O resultado dessa postura conciliadora, de acordo com o sociólogo, é um partido refém dos interesses do “grande capital”, distante de sua base social e incapaz de promover reformas reais. 

Em 2006, Mauro Iasi foi candidato a vice-governador de São Paulo, na coligação encabeçada por Plínio de Arruda Sampaio (1930-2014), do PSOL. A dupla ficou em quarto lugar na disputa, com menos de 2,5% dos votos (a vitória ficou com a chapa “puro sangue” do PSDB, com José Serra e Alberto Goldman). 

Mesmo sem exercer um mandato eletivo ou qualquer cargo na administração pública, Iasi foi o candidato do PCB nas eleições presidenciais de 2014. Suas propostas traziam medidas como a reversão das privatizações e a estatização de setores estratégicos (energia, comunicação, mineração, recursos naturais, transporte e logística de distribuição e produção). 

Também estavam na pauta o calote da dívida pública, nenhum repasse para a iniciativa privada, direito ao aborto, redução da maioridade penal e descriminalização do uso de drogas ilícitas.
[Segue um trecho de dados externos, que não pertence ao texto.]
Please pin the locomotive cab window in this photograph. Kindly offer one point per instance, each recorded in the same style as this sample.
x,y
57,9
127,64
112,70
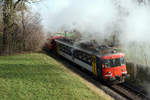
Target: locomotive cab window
x,y
114,62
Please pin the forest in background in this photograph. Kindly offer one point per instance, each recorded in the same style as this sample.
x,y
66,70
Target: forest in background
x,y
20,28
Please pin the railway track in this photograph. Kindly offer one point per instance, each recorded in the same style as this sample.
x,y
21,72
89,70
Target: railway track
x,y
118,92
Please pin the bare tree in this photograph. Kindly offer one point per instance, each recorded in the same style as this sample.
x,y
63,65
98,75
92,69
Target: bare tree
x,y
10,23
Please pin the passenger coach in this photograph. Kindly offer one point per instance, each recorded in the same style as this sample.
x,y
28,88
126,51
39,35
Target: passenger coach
x,y
102,61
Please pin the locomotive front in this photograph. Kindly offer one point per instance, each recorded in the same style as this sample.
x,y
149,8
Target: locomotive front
x,y
114,68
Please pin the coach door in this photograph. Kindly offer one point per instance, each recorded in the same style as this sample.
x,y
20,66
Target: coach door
x,y
94,69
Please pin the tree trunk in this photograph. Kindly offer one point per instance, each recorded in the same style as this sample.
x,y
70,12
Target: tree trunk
x,y
9,26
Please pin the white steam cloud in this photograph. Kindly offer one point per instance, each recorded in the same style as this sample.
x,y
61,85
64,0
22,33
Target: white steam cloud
x,y
99,19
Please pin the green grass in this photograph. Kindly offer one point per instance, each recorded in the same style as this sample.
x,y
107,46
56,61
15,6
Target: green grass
x,y
39,77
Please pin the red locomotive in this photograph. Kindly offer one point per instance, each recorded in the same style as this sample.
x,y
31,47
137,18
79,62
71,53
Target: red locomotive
x,y
103,61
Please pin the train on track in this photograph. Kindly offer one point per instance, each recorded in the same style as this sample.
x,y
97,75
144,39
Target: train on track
x,y
103,61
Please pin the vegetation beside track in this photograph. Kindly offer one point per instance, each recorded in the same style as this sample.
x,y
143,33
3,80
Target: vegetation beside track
x,y
38,77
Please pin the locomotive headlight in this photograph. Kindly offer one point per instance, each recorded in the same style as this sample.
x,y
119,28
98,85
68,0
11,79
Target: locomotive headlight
x,y
123,69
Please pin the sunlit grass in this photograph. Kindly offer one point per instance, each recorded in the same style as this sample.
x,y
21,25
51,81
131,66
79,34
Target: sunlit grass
x,y
39,77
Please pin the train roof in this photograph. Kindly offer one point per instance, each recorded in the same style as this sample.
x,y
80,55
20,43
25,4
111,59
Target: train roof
x,y
88,47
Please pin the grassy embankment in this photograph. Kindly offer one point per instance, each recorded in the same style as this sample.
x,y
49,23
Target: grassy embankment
x,y
39,77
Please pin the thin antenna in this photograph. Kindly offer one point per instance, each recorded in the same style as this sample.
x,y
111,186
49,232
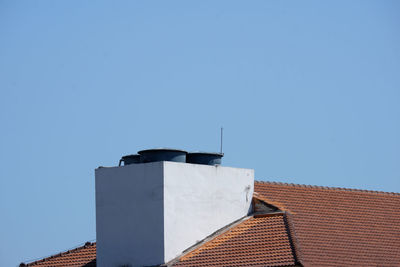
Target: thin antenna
x,y
222,132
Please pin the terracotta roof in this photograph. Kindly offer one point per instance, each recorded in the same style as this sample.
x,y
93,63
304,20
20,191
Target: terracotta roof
x,y
339,227
261,241
81,256
321,226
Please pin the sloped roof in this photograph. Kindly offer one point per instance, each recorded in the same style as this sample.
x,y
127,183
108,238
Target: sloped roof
x,y
258,241
339,227
81,256
319,226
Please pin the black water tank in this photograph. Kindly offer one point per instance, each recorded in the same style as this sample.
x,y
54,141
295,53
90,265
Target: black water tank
x,y
205,158
130,159
162,154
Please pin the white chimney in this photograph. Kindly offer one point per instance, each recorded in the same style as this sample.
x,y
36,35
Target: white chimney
x,y
149,213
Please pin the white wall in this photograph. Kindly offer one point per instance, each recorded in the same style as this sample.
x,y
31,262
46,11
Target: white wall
x,y
147,214
129,215
199,200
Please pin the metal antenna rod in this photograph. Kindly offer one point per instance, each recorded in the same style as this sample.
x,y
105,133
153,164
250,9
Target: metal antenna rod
x,y
222,131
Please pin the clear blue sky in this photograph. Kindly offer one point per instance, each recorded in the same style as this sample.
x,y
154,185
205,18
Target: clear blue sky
x,y
307,92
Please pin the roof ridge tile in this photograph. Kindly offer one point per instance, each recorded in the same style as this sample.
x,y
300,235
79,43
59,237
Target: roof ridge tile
x,y
329,188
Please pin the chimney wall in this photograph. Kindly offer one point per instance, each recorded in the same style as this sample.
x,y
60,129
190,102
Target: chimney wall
x,y
148,214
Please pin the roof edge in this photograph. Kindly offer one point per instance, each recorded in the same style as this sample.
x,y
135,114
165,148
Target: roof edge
x,y
34,262
329,188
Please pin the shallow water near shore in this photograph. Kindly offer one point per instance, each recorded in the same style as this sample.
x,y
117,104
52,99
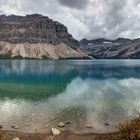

Ao final do primeiro turno, vencido por Dilma Rousseff, o comunista amargou a décima colocação entre os 11 concorrentes, com uma porcentagem de 0,05% dos votos.

Contra o conservadorismo 

Em seus textos e aparições no YouTube, Mauro Iasi muitas vezes aponta sua crítica para um campo político que, segundo ele, funciona como um instrumento a serviço dos interesses da classe dominante na sociedade capitalista: o conservador. 

Na opinião de Iasi, o conservadorismo é uma “expressão do senso comum”, associada a características como nacionalismo extremo, pragmatismo imediatista, irracionalismo, elitismo e preconceito. Esta última é utilizada pelo professor para estabelecer uma relação entre conservadores e fascistas. 

“Há um aspecto que deriva, tanto do nacionalismo, como do imediatismo e do irracionalismo apaixonado: o preconceito. Todo fascista e a maioria dos conservadores têm que desembocar, mais cedo ou mais tarde, em algum tipo de supremacia que justifique sua ação”, afirma, em um artigo de 2015 para o site da editora Boitempo. 

No mesmo texto, ele despreza as estratégias políticas que buscam um pacto social para realizar reformas graduais, no longo prazo — pois abandonam a perspectiva da ruptura revolucionária e não enfrentam o conservadorismo como deveriam. 

Para Mauro Iasi, não basta mudar o sistema: é preciso derrubá-lo. Esperamos que apenas com política (e metáforas). 

A reportagem da Gazeta do Povo entrou em contato com Iasi para solicitar uma entrevista, mas não obteve retorno até a conclusão deste texto.